MOPS.ca is offering us a shopping weekend! 

A 10% discount off everything!

The Shopping Day will start on April 5th and run through to April 8th.
Just submit your order during that time and enter the coupon code ECAS to claim the discount.


----------



## Dan Cole (Dec 9, 2010)

*Shopping Day*

This shopping day was arranged for the members of the East Coast Aquarium Society (ECAS) but if there is interest we can arrange one for the members of the GTAAquaria forums.

For those not familiar with our shopping days, we set up a discount coupon code for members of a particular forum or club entitling the members to 10% OFF most items on the site. A few items are excluded, where the manufacturers don't permit us to do this, but for the most part you can enjoy 10% OFF anything you purchase from us on the shopping day.

If you'd like to see us host a shopping day for the members of the gtaaquaria, post here to let us know. If there is sufficient interest we'll make it happen.


----------



## rickcasa (Dec 7, 2011)

I've had a full MOPS shopping cart for weeks now and was hoping MOPS would offer free shipping at some point. JLAquatics does and I've got a cart there too. 10% off may be a good enough deal for me to pull the trigger. Count me in.


----------



## goby_dude (Sep 18, 2012)

Aww man, I just placed an order yesterday!


----------



## darthvictor (Aug 16, 2011)

I've got a list of stuff I want to get in cart already


----------



## darthvictor (Aug 16, 2011)

All the sudden the price for all my items has jet up from yesterday...

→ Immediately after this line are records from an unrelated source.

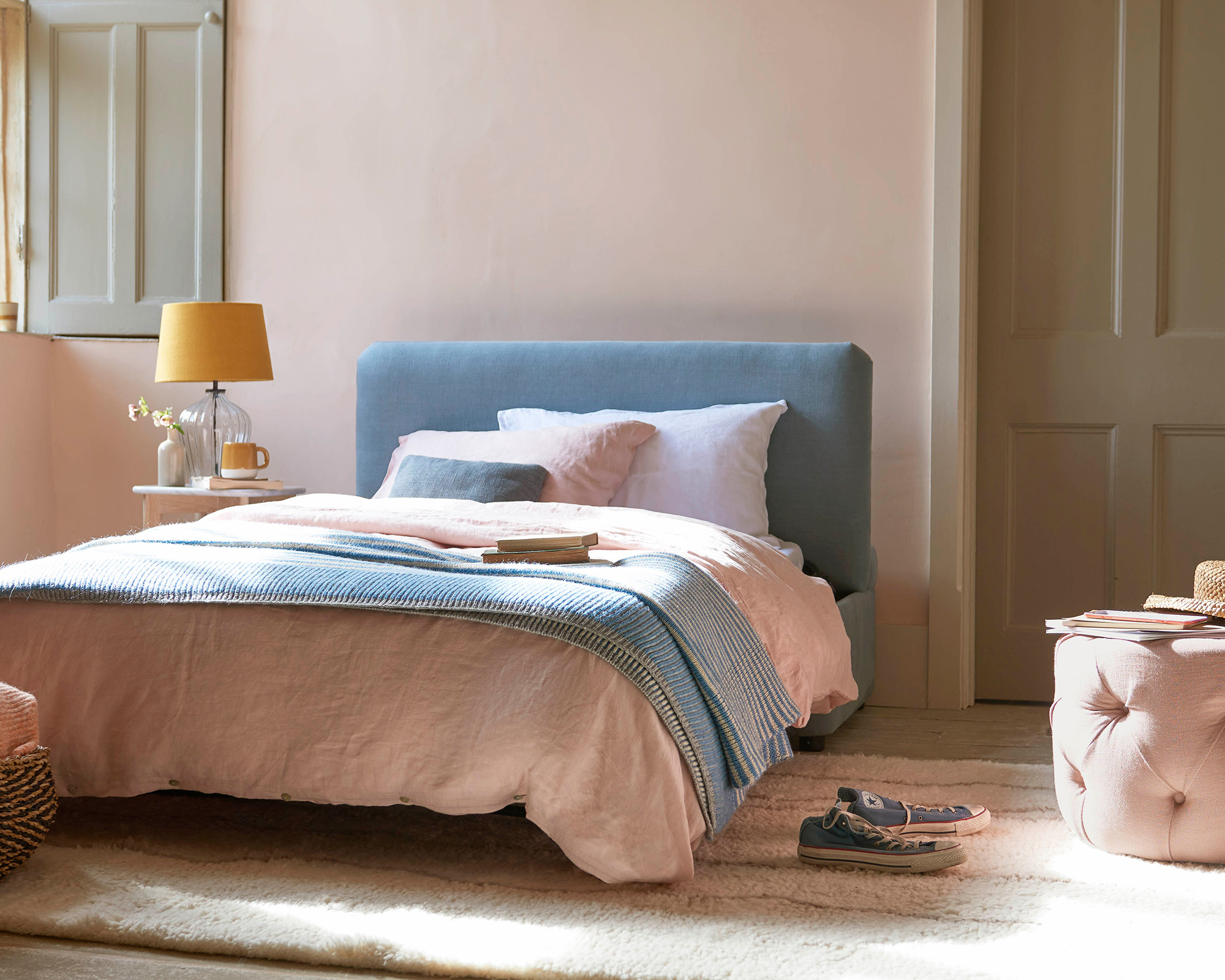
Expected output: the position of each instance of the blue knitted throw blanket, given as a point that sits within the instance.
(658, 619)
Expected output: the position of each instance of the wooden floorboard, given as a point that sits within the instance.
(1005, 733)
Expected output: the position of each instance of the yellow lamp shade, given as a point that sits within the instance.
(214, 342)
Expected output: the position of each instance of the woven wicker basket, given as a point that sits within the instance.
(28, 807)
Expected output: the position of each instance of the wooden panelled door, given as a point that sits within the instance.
(1102, 317)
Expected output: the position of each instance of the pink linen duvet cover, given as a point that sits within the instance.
(383, 709)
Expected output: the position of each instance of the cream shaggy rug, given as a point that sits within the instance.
(491, 896)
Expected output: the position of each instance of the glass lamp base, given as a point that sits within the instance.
(208, 426)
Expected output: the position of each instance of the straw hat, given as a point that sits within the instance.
(1210, 592)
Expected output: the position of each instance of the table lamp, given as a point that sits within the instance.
(213, 342)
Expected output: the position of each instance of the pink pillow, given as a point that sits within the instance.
(586, 464)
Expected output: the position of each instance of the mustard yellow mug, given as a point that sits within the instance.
(241, 461)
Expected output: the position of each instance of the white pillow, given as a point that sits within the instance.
(707, 464)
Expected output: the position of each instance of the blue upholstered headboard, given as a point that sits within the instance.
(819, 482)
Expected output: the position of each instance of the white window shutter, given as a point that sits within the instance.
(126, 162)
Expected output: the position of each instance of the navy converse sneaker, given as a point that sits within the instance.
(842, 840)
(910, 819)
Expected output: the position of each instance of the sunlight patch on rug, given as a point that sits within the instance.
(487, 896)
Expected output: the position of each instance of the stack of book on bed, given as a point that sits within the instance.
(1117, 624)
(568, 549)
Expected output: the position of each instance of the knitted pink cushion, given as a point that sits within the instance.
(19, 722)
(1140, 745)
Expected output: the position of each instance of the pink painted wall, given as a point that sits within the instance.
(28, 493)
(565, 170)
(557, 170)
(99, 455)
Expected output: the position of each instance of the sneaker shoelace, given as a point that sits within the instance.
(913, 808)
(881, 837)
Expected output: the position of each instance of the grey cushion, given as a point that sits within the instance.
(462, 480)
(819, 483)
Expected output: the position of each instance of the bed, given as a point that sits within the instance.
(215, 678)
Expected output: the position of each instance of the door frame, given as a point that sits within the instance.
(955, 352)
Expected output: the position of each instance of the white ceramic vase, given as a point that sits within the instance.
(172, 461)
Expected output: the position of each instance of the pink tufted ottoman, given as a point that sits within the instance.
(1140, 753)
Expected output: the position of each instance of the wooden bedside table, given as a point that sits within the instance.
(160, 500)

0.5" flexible ball socket joint tubing was $5.07 now $5.31
black diamond carbon3.65l was $19.99 now $26.12...
even those plumping parts and hose clamps has more than 15% increase..

only the filter sock's price stay the same...


----------



## Dan Cole (Dec 9, 2010)

*Price Changes*

You have a keen eye...we recently updated our pricing model to catch up on some changes in currencies, etc. Most of it went as planned by a few items got a little out of whack...like the Black Diamond carbon which I have since adjusted. The plumbing parts that you referred to were part of a planned change...we had a ridiculously low mark up on those items under a dollar so we sorted those out while we were at it. Some of the items like the filter socks you mentioned are purchased in Canada so they weren't adjusted at all. If you see anything else that looks way off the mark please let me know and I'll have a look at it. Our intention here is to just catch up on some currency issues. Our basic pricing model is as it has always been -- one that we think is both fair and reasonable to both ourselves and our customers.


----------



## solarz (Aug 31, 2010)

Any chance for a new promo soon? I'm looking at a 230+$ cart and 10% off would be really nice.


----------



## Dan Cole (Dec 9, 2010)

*Promo Codes*

There is a current promotion for those who attended the GTA Aquaria BBQ...you might want to chat one of those folks up....I don't have anything else planned for GTA Aquaria at the moment.


----------